Saturday, June 27, 2009

tech: July 2009 SQL Server usergroup

The July 2009 SQL Server usergroup (at Microsoft London Office) was interesting. The format was informal, with plenty of Q&A and good audience participation.

  • 18:30 - 18:40 Intro, what’s in the news, Q&A,
  • 18:40 - 18:45 Nugget 1 %%lockres%% - James Rowland-Jones
  • 18:45 - 18:50 Nugget 2 - Common MDX Gotchas when aggregating inside Calculated Members - Ashwani Roy
  • 18:50 - 19:40 End-to-End SQL Server Performance Troubleshooting - Iain Kick
  • 20:00 - 21:00 Replaying Trace Files - Martin Bell


The July 2009 SQL Server usergroup (at Microsoft London Office) was interesting. The format was informal, with plenty of Q&A and good audience participation.

Iain Kick gave an excellent presentation, on the various sources of information you should be using, when "SQL Server Performance Troubleshooting". There were striking parallels for me with the recent Oracle / SAP performance work I have been doing. I am going to go through a few of the key sources which Iain discussed and their equivalents with my recent SAP/Basis investigations.

1) Monitor and Examine your logs

"The SQL Server Errors Logs should be monitored"

Actually logs (error, system, job...) is an area I think he could have spoken more about, in Oracle / SAP sphere I regularly check:

a) The Oracle Alert Logs - as an Oracle DBA I am comfortable going through the alert log, this can highlight important database errors (space management problems, database corruptions, file system problems, ...)

b) Within SAP R3 systems, I regularly check the "System Logs" (SM21) and for "Short Dumps" (ST22) - these are tricky to read, however, if you are unsure about a message, you should investigate. Often I check historical the logs - have we seen these message before? Is this a warning or a more routine alert. Ideally your system should be tuned so that routine errors are not reported; for example when running the database checks from SAP, you adjust the check parameters so that only genuine errors are reported. However but this is not always possible.

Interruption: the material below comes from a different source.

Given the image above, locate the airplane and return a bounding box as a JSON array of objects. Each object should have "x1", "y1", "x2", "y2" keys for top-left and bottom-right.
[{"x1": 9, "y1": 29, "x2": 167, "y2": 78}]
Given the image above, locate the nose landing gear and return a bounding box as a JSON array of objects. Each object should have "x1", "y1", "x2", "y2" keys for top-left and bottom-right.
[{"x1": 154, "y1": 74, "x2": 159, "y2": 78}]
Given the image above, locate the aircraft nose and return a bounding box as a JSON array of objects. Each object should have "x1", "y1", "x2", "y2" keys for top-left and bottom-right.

c) Checking Job Logs (e.g. SM37 in SAP) - Job Logs and abnormal execution times are another useful indicator of performance problems. Batch jobs can also provide a useful benchmark of overall system performance and give an early indication of general performance problems (e.g. stable/routine jobs start taking significantly longer, or certain job perhaps at critical times start taking much longer ...)

At the end of Iain's talk, he went on to tell us how the great automated monitoring and analysis tools which Quest provide will analyse much for this and present the results in a more administrator friendly format. Quest have a strong reputation, their Oracle product TOAD, is very well regarded. Within a SAP system the Central Monitoring (RZ20) allows job to configure a large tree like structure of alerts - with a simple traffic light approach i.e. Red, Yellow or Green. On top of this SAPs Solution Manager product allows you to monitor all your SAP system for a single central location. This sort of functionality is also provided within Oracle by Enterprise Manager.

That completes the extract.